I think the best thing is that, early on, you get a sense of whether people are really interested in this film. Luckily, a lot of people were, so we found encouragement from running that Kickstarter.

Do you think there is a market for more low-budget local Chicago-based cinema? If smaller filmmakers want to do movies like that, what do they need, besides having a rich uncle?

[laughs] I’ve never had a rich uncle, unfortunately. Everyone’s got a rich uncle but me!

I’ll let you borrow one, that’s okay.

Oh, that’s great. Please give me one, I’ll try to make that uncle happy.

Again, the important thing to think about is, who’s going to see the work? What’s your sense of your audience? I also did publicity for a repertory film theater for three or four years in my early 20s, so I got a handle on publicity is about finding your audience. You shouldn’t be afraid of going out into the world to find them. Sometimes, people don’t realize that maybe 50% of the job of being a film director is hustling to get a potential audience aware of your work.

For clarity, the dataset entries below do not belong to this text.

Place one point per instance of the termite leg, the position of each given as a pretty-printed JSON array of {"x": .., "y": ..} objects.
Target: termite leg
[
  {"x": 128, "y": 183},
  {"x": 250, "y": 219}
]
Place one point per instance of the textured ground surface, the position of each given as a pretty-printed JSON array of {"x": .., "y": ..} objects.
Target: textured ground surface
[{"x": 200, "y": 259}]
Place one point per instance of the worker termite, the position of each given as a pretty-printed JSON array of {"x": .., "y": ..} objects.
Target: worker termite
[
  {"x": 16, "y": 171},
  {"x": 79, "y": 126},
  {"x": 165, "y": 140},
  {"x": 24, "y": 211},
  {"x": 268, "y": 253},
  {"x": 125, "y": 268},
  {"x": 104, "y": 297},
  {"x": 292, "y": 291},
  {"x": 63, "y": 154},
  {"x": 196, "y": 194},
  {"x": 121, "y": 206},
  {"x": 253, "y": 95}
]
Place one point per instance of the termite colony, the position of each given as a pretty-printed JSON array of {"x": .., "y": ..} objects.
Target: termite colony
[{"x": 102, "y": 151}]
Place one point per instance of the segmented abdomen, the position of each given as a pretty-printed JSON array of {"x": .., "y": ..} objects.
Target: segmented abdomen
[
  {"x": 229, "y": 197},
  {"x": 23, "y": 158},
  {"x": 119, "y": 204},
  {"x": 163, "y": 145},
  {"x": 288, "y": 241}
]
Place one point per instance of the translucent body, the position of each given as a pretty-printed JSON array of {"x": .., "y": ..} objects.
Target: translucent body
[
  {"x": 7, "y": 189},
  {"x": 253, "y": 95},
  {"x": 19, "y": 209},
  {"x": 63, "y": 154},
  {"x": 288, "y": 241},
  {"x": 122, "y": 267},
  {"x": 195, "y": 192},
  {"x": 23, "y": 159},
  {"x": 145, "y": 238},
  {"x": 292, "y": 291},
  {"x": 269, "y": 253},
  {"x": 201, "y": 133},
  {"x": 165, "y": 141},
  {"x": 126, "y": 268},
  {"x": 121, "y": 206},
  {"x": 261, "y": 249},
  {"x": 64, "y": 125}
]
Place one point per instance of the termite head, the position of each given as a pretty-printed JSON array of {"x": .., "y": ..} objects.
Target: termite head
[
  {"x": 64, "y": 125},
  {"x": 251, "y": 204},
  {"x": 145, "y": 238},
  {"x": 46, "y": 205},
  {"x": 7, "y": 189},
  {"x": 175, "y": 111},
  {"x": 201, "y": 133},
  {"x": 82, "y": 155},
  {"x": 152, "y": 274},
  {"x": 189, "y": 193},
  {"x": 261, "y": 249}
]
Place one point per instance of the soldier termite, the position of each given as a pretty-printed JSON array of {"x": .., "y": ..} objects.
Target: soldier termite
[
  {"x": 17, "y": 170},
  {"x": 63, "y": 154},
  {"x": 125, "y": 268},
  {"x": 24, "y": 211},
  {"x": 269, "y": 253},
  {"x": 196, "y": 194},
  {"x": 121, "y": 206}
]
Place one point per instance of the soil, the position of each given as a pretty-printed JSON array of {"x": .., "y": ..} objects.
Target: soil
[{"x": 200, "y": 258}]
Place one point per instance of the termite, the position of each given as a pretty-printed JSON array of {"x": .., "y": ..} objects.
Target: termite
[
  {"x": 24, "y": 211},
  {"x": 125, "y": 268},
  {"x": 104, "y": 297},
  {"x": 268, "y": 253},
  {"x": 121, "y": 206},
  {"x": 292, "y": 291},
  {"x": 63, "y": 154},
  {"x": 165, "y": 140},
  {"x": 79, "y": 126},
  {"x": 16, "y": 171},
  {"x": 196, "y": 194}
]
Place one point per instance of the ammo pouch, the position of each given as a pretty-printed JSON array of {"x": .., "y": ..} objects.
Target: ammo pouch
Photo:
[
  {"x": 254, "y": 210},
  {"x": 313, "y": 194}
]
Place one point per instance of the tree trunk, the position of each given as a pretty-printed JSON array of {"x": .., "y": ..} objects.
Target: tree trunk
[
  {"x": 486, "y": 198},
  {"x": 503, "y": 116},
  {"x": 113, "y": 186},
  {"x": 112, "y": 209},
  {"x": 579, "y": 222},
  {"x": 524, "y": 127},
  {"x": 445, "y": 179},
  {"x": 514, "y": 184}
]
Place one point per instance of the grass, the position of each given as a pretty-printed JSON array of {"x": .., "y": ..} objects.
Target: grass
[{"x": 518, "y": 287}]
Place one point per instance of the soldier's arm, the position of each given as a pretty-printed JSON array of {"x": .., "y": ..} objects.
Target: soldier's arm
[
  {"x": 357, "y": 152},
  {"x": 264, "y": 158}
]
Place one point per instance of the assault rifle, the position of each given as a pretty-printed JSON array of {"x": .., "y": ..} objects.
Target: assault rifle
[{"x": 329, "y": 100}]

There’s a lot of potential for local filmmakers to have their work seen; you have to be creative. For example, the New 400, which is a smaller theater in Rogers Park, is going to show the film. Maybe that’s something more filmmakers can do, if their work is situated in a particular neighborhood – find the theater in your neighborhood and see if they’ll show the film.

Rogers Park premieres at the Gene Siskel Film Center Friday, February 23rd, with Henry and select cast members in attendance.